Cette proposition de révision constitutionnelle traduit tout le drame de nos démocraties
Lesquelles dénoncent des déclarations tendancieuses visant à semer la confusion dans les esprits. Le moins que l'on puisse dire est que la question de la révision de la Constitution reste, en RDC, comme un peu partout ailleurs en Afrique, un sujet assez sensible.
Et on voit d'autant plus venir le parti au pouvoir que le président Félix Tshisekedi a récemment annoncé son intention de mettre en place une commission nationale pluridisciplinaire chargée de réviser la Constitution, avec pour mission essentielle de mener des réflexions approfondies afin de doter le pays d'une Constitution qui réponde au mieux aux aspirations des populations. Une démarche d'autant plus noble que c'est l'intérêt des populations qui est ici mis en avant.
Sauf qu'en Afrique, ce genre de révision constitutionnelle n'est jamais anodin.

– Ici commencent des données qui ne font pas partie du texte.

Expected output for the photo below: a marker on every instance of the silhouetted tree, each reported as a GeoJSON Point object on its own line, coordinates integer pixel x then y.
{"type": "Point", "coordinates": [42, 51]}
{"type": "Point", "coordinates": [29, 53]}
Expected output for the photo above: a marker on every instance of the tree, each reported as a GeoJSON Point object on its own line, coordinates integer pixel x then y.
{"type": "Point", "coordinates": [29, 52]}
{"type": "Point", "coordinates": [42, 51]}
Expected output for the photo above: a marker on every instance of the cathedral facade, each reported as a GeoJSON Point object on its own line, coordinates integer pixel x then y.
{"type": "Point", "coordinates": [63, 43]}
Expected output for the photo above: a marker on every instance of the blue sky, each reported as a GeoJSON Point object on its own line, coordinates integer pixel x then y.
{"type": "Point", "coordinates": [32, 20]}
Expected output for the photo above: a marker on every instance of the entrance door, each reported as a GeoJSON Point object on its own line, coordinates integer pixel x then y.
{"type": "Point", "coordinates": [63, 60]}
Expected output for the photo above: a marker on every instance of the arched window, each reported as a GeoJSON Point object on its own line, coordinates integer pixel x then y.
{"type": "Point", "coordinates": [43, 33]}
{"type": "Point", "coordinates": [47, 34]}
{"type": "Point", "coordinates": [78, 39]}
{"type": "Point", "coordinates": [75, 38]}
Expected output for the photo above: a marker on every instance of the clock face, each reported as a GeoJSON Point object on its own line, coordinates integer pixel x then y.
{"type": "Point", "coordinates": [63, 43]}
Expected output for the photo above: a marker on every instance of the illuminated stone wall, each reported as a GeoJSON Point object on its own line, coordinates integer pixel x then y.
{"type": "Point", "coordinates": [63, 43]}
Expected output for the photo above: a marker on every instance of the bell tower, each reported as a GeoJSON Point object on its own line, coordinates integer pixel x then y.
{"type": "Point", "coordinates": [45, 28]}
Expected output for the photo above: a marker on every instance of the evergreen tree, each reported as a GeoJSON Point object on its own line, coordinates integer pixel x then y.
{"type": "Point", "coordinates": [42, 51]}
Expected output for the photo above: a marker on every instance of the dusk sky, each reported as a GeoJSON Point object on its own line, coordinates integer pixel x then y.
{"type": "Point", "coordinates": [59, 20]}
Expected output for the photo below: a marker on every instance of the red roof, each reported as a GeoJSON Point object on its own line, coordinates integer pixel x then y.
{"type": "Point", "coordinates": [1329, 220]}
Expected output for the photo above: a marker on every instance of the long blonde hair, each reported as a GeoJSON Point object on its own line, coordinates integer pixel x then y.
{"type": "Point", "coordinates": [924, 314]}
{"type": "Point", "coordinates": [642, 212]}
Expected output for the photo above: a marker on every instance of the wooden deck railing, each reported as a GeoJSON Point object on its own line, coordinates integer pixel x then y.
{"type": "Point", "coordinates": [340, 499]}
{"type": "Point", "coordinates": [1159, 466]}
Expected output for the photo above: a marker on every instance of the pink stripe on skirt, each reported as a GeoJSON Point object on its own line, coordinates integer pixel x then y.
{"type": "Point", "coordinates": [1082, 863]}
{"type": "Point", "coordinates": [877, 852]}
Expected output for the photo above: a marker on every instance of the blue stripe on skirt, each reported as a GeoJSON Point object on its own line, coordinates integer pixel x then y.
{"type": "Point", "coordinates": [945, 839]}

Car, derrière ce que l'on fait passer généralement pour les intérêts du peuple, se cachent bien souvent des intentions malveillantes visant à servir des intérêts politiques partisans, en l'occurrence ceux des forts du moment. Et c'est toujours comme cela que ça commence !

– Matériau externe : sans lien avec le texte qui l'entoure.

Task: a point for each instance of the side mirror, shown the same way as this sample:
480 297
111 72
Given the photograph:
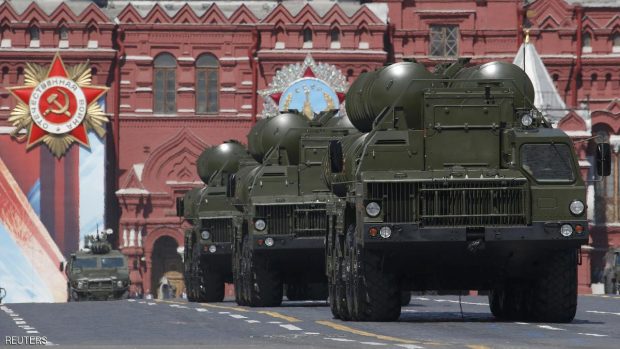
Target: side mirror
180 207
336 157
603 159
231 186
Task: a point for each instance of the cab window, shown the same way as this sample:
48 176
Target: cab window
548 162
85 263
112 262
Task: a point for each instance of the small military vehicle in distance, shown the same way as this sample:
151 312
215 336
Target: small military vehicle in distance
208 252
456 182
97 272
611 273
279 239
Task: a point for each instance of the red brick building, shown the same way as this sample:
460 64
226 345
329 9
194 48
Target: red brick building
185 74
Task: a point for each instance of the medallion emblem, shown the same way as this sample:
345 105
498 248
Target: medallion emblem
57 106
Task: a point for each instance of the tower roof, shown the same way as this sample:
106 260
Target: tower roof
547 99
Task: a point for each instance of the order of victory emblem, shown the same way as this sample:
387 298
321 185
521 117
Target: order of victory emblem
57 106
309 88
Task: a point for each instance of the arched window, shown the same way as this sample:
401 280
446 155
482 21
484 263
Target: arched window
307 35
165 84
335 38
586 42
207 84
615 42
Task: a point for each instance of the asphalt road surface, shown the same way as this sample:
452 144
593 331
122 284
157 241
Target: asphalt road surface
428 322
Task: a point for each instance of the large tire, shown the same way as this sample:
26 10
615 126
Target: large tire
374 290
554 295
263 284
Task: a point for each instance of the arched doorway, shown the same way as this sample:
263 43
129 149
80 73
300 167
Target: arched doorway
166 262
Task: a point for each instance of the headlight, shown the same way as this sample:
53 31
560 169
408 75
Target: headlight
566 230
576 207
260 225
373 209
205 235
385 232
527 119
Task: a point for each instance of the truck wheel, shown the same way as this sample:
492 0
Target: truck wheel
264 285
554 296
214 286
405 298
375 291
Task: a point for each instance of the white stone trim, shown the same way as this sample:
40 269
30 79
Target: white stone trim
139 58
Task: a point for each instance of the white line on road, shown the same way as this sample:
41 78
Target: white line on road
602 312
339 339
409 346
547 327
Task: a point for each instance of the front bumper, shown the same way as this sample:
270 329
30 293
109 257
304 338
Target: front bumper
538 232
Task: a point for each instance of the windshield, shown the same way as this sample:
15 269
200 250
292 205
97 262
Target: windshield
112 262
85 263
548 162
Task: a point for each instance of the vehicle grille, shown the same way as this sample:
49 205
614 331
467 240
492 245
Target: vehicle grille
452 203
221 229
301 220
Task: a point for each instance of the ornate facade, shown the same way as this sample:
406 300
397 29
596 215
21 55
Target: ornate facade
185 74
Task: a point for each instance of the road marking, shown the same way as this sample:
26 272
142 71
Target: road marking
344 328
225 307
547 327
279 316
593 334
339 339
601 312
291 327
409 346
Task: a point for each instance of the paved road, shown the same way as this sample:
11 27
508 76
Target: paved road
428 322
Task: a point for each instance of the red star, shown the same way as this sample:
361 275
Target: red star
57 69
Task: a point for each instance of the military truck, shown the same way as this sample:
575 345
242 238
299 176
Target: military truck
207 252
279 236
456 182
97 272
611 273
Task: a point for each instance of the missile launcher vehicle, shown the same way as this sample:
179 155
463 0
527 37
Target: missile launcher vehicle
457 182
207 247
279 239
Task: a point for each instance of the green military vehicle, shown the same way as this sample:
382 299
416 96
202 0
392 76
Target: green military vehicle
207 252
279 239
611 274
456 183
97 272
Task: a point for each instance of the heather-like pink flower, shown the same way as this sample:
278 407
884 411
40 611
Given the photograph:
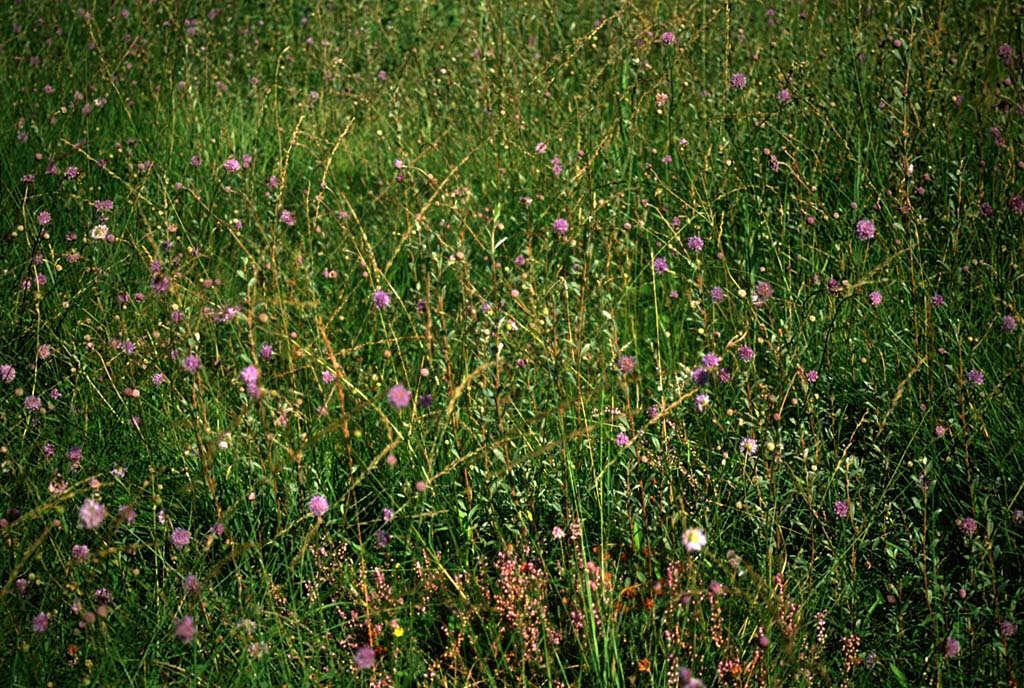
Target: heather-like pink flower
317 506
365 658
180 538
91 514
399 396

C'est pourquoi l'on se demande si la proposition du secrétaire général du parti au pouvoir, n'est pas une manoeuvre symptomatique d'un désir de maintien du président Félix Tshisekedi au pouvoir. La question est d'autant plus fondée que le timing de cette proposition de révision constitutionnelle qui intervient en plein second mandat du fils d'Etienne, est loin d'être banal. Autrement, pourquoi maintenant ? Seules les autorités au pouvoir à Kinshasa peuvent répondre à cette question.
Les mêmes velléités de révision constitutionnelle calculée, ont toujours produit les mêmes troubles politiques
Toujours est-il que même si, pour le moment, la question d'un éventuel troisième mandat du locataire du palais de la Nation n'est pas officiellement à l'ordre du jour, l'argument de la remise à zéro des compteurs pour remettre en selle le prince régnant, en cas de révision de la Constitution, est une rengaine trop serinée dans nos républiques bananières pour qu'une telle proposition de révision constitutionnelle laisse l'opposition sans réaction.
Toujours est-il que sans faire dans le procès d'intention, il serait indécent que le président Tshisekedi s'adonne à un tel jeu de calcul malsain, après avoir ferraillé dur contre son prédécesseur Joseph Kabila qui a été contraint au renoncement dans les conditions que l'on sait. Toute chose qui a ouvert les portes du pouvoir à Fashi dans les conditions que l'on sait aussi.
Et le président congolais doit d'autant plus se départir de telles idées malsaines que la RDC n'a pas besoin d'ajouter une crise politique à la crise sécuritaire qui reste un énorme défi pour son pouvoir, cinq ans après son accession à la tête de l'Etat. Au-delà, cette proposition de révision constitutionnelle qui fait déjà couler encre et salive en RDC, traduit tout le drame des démocraties tropicales dont on se demande si les gens y croient.
Car, quand on est dans l'opposition, on ferraille contre les tenants du pouvoir et une fois aux affaires, on ne fait pas mieux, si ce n'est pire, que ceux qu'on est venu remplacer. Quant aux textes, tout porte à croire qu'ils sont bons quand ça nous arrange ; autrement il faut les changer en les taillant presque toujours, comme par hasard, à la mesure des forts du moments. C'est une mascarade qui doit cesser en ce qu'elle donne finalement raison à ceux qui pensent que l'Afrique n'est pas mûre pour la démocratie.
Pourtant, à y regarder de près, c'est moins la démocratie qui est en cause sur le continent noir que les acteurs politiques qui ont du mal à en enfiler le bon costume. En tout état de cause, les mêmes velléités de révision constitutionnelle calculée ont toujours produit les mêmes troubles politiques sur le continent africain avec les conséquences que l'on sait. Et Félix Tshisekedi aurait tort de penser que ça n'arrive qu'aux autres.